# I Can't Get "Browse" to Work in Komplete Kontrol



## Reid Rosefelt (Mar 4, 2018)

Starting yesterday, when I push the Browse button on my Komplete Kontrol keyboard, the instrument window doesn't come out.

If I load up an instrument using the mouse, 

all the light guides work
the correct info comes up under the 8 knobs and I can control the instruments
the keyboard works.

But when I push the browse button in Komplete Kontrol Standalone the new window doesn't come out. What does happen is there is a light blue outline around KK. So, some message is getting through, just not the right one. Nothing happens in Cubase, though. 

Without the window, I can't browse presets by turning the big knob

The Cubase setup indicates that output is inactive on Komplete Kontrol. Not on the DAW control, which works fine. 






Any advice for me? Any ideas would be greatly appreciated. 

I have the latest version of KK and the latest firmware. And of course it worked fine until yesterday. I did a system restore on my Windows computer to a few weeks ago.


----------



## sostenuto (Mar 4, 2018)

You surely are far more familiar than I. 
On Win10 Pro here and was reminded, when searching for other solutions, to load KK _Standalone_ version and Scan before going on to DAW. Likely you are already well past that point …...

Hope you get going easily.


----------



## Reid Rosefelt (Mar 4, 2018)

sostenuto said:


> You surely are far more familiar than I.
> On Win10 Pro here and was reminded, when searching for other solutions, to load KK _Standalone_ version and Scan before going on to DAW. Likely you are already well past that point …...
> 
> Hope you get going easily.


Yeah, I did try this. Now I'm exploring recent software additions to see if I can find a conflict.


----------



## Reid Rosefelt (Mar 7, 2018)

Eventually I did a System Restore really far into the past, long before I had any problem with Komplete Kontrol. And that fixed it. 

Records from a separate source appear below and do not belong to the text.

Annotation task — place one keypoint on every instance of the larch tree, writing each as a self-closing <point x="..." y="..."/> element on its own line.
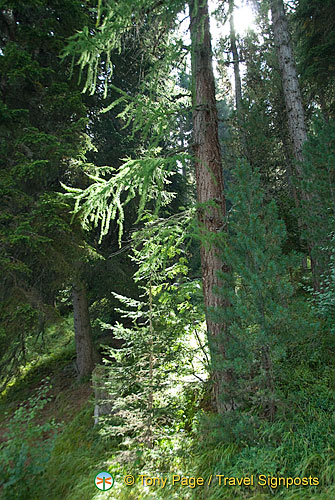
<point x="147" y="114"/>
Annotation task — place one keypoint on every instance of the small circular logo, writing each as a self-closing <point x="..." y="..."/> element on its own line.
<point x="104" y="481"/>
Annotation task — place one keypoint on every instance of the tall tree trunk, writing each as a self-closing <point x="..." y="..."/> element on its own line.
<point x="236" y="62"/>
<point x="209" y="180"/>
<point x="237" y="79"/>
<point x="82" y="327"/>
<point x="292" y="94"/>
<point x="294" y="106"/>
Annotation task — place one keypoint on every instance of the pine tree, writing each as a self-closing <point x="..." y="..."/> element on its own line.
<point x="155" y="353"/>
<point x="42" y="138"/>
<point x="259" y="293"/>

If you're on Windows 10, I'd recommend checking how much memory you've allocated for System Restore. If there's not much, it will only keep one restore date. I like to set restore points often, and in this case, it saved me.


----------



## YserC (Mar 21, 2018)

Sounds like you may have had it on Hardware Browsing mode?
If you go to Edit/Preferences/Hardware/Navigate you can choose whether pressing browse pops the On Screen Overlay up, or whether browsing is done from the HW (in which case you use the screens and 8 knobs to select filters/load sounds.


----------



## Reid Rosefelt (Mar 21, 2018)

YserC said:


> Sounds like you may have had it on Hardware Browsing mode?
> If you go to Edit/Preferences/Hardware/Navigate you can choose whether pressing browse pops the On Screen Overlay up, or whether browsing is done from the HW (in which case you use the screens and 8 knobs to select filters/load sounds.

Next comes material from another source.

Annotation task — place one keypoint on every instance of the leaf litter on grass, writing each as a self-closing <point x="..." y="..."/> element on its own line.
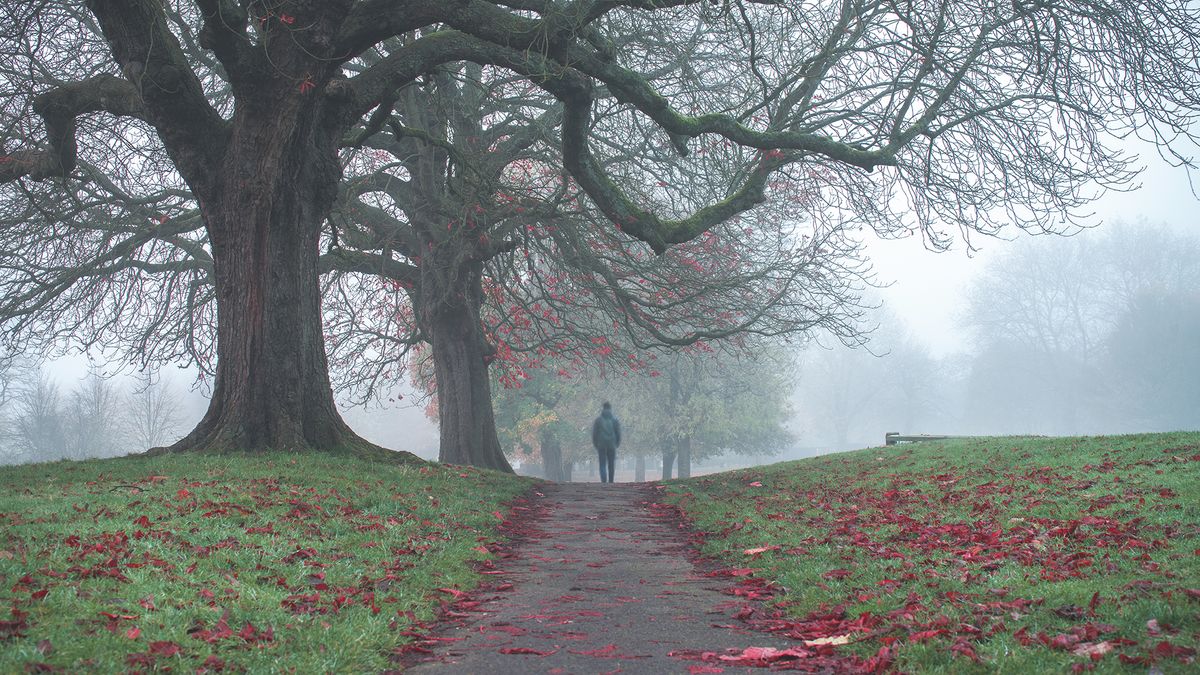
<point x="989" y="554"/>
<point x="234" y="563"/>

Thanks! I never checked out that page before. On my computer, it's locked, so I can't change anything. Could the features on that page be only for the MK2 controllers? It would be nice to be able to change the velocity scaling. Do you know if there's a way I could unlock it?


----------



## YserC (Mar 21, 2018)

AFAIK options there should only be greyed out if you don't have the Keyboard connected.
The MK2 only does HW browsing (I think) so that option shouldn't affect it.


----------



## Reid Rosefelt (Mar 21, 2018)

I connected the keyboard and I was able to get to access that page. Certainly, if I have this problem again, I will check out that page. Thanks! @YserC


----------